Month 0 — the termination
A long-standing adviser’s mandate ended after a strategic disagreement. Counsel issued notices. Corporate records were updated. The relationship was considered closed.
Month 3 — the harmless call
A bank relationship manager telephoned the former adviser to clarify historic ownership. The adviser answered accurately. No one reported the contact because it appeared administrative.
Month 7 — the recovery
A vendor locked a critical account after unusual travel. Support found the former adviser listed as an emergency contact. They confirmed the principal’s identity and the account was restored. Again, the outcome was useful.
Month 11 — the instruction
A staff member received a message from the adviser referring to an urgent legal issue and copied an archive to outside counsel named in the message. The counsel was not appointed. The staff member acted because the adviser still sounded like part of the institution.
What failed
The organisation revoked formal mandate but not recognition.
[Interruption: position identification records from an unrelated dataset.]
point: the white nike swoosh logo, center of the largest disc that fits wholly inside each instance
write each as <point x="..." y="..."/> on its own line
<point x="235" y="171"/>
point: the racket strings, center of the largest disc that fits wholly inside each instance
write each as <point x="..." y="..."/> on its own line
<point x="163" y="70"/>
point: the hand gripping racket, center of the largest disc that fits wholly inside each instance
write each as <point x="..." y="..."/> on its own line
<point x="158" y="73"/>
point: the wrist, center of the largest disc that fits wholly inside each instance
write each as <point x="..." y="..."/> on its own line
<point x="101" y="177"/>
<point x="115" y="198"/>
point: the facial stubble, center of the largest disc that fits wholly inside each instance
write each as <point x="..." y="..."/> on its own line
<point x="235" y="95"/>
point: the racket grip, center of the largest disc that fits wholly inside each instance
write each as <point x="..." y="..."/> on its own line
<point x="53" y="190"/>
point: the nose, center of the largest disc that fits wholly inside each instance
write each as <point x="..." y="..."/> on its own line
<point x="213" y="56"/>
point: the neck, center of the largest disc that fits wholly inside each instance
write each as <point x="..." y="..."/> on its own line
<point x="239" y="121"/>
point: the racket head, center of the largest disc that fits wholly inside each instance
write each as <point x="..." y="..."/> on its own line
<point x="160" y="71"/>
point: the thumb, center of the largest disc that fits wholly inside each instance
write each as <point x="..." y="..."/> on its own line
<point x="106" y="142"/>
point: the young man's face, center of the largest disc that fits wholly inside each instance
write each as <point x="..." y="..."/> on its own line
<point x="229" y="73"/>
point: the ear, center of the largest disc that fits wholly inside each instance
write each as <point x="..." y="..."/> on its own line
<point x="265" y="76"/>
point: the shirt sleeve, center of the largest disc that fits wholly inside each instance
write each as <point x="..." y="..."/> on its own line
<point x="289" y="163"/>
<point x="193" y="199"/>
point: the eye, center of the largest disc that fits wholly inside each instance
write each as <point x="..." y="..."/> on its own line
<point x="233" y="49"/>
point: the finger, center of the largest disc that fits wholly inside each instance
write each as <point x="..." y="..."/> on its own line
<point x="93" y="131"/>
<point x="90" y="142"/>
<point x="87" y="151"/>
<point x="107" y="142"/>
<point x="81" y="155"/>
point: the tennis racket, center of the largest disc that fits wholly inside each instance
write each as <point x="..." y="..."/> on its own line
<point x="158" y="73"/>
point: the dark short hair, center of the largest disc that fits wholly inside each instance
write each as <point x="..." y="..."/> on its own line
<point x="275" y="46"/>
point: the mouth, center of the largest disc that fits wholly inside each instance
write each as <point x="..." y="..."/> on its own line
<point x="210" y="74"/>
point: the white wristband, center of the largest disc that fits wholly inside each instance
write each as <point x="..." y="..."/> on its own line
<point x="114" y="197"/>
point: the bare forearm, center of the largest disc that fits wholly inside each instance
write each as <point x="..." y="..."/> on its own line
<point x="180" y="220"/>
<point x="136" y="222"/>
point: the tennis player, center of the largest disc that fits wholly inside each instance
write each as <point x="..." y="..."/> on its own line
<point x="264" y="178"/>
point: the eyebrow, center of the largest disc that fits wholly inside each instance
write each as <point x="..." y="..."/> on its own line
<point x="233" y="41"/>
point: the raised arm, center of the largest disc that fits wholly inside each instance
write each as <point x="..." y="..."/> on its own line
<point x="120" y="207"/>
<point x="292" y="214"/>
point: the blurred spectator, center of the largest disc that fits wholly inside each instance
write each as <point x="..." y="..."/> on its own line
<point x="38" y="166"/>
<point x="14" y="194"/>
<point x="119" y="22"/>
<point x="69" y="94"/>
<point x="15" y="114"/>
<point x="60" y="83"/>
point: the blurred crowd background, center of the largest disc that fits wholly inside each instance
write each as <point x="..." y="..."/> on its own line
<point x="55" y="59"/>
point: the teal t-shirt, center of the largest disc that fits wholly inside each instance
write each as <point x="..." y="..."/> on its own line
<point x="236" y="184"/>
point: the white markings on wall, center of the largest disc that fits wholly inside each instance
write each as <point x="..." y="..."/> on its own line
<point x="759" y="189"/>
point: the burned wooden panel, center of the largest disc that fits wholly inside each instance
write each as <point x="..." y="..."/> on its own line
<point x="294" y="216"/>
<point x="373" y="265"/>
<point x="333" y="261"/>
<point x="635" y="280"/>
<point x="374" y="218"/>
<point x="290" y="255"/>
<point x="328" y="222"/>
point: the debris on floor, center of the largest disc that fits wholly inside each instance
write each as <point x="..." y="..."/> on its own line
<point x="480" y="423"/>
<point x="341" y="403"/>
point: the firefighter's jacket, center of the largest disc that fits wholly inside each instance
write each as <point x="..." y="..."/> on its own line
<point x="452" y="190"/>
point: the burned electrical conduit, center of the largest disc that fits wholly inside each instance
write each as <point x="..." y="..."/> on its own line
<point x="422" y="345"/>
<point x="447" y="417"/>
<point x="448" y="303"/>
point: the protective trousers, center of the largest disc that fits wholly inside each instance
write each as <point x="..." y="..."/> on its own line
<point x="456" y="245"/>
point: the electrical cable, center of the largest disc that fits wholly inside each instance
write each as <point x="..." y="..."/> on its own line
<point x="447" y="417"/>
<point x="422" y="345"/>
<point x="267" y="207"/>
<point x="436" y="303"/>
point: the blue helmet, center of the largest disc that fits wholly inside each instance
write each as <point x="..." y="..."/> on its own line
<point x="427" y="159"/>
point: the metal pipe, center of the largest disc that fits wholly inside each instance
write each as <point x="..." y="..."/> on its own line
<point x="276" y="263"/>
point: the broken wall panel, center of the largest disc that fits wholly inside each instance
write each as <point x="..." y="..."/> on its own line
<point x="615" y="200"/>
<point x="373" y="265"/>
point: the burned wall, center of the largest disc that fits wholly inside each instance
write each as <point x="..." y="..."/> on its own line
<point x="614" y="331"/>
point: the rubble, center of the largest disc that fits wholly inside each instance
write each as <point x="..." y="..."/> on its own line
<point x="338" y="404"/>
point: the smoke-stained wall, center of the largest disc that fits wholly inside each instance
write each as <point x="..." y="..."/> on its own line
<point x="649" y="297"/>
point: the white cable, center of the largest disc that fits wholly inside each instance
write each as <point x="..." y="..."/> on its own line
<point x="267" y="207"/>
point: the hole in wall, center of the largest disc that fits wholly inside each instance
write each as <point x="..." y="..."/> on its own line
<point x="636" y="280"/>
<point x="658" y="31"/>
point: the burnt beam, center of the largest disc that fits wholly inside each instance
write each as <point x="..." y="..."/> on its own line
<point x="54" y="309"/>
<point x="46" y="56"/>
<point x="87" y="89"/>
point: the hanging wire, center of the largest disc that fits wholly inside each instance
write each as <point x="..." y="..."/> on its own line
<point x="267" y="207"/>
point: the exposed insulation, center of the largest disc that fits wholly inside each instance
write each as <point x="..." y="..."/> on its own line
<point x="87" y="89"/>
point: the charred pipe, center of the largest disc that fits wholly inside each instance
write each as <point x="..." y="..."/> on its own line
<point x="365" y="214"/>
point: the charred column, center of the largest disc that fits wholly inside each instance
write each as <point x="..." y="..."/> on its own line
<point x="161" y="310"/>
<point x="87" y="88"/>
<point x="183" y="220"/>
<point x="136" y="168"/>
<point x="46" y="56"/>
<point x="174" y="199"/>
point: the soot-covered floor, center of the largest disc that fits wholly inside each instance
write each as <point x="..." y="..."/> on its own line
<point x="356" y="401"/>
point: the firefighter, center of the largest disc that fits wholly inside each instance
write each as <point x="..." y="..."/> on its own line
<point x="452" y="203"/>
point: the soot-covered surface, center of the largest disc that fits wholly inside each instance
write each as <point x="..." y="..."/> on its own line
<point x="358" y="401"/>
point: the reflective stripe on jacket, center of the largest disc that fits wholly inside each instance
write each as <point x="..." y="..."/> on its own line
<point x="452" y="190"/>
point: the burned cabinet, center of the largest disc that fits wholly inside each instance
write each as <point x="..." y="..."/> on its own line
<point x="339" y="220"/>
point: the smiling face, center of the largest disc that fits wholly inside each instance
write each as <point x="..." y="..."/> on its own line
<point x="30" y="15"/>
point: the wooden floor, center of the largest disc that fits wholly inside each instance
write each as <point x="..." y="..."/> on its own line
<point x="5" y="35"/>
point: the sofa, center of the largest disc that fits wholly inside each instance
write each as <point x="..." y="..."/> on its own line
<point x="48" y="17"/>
Providers retained old contacts. Staff retained an old mental model. Recovery systems retained a trusted witness. The adviser’s relational authority outlived the legal relationship.
The interruption control
- Maintain an authority inventory that includes recognition by people and providers.
- Send positive replacement instructions, not only termination notices.
- Test former contacts against recovery and exception routes.
- Tell staff which ordinary-looking requests now require independent verification.
- Review six and twelve months after high-authority departures.
The ghost-authority question
Ask each critical provider: “Whose voice, email or relationship could still cause you to act for us?” Compare the answer with the current mandate register. The gap is the population of people who have left on paper but remain inside the operating system.